Not sure how many will be able to read this but it's a useful recap of how true societal #resiliency accepts systems failures as normal and hence can better accommodate bad days.

#CascadingFailure

https://www.chicagotribune.com/2025/05/12/opinion-spain-portugal-blackout-power-outage/

I feel like that was half of a good introduction to the ideas. Mostly I’m unhappy about the claim that (all?) ecosystems are evolving “toward” near-criticality. It rather ignores the evolutionary rewards for resilience and robustness — which could be useful examples!

@Doug_Bostrom

@clew

A very chewy concept and yet another begging for days being longer, 36 hours at least.

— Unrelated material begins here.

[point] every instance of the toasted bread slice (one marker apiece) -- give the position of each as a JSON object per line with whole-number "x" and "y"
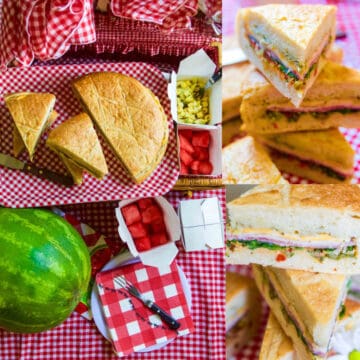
{"x": 130, "y": 118}
{"x": 30, "y": 113}
{"x": 76, "y": 139}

Thinking of it in the frame of evolution, is species diversity the built-in resilience, the workaround that is an inevitable outcome of the pressure imposed by inherent instability?

One of the great fundamental questions, yesno? I remember wonderful arguments about whether diversity and resilience were related, and whether it needed to be species or trait diversity…

36 hours and two of me, that would be about right.

@Doug_Bostrom

@clew

Come to think of it (redundantly in all probability), telecomm networks and power grids neatly analogize to natural systems under constant selection pressure.

One difference is that in the case of our technological systems we -technically- have the capacity for actual intelligent design. But the result does not reflect that.

The *whole* system isn’t amenable to intentional design, though, because it includes agents with competing or even exclusive goals, yesno?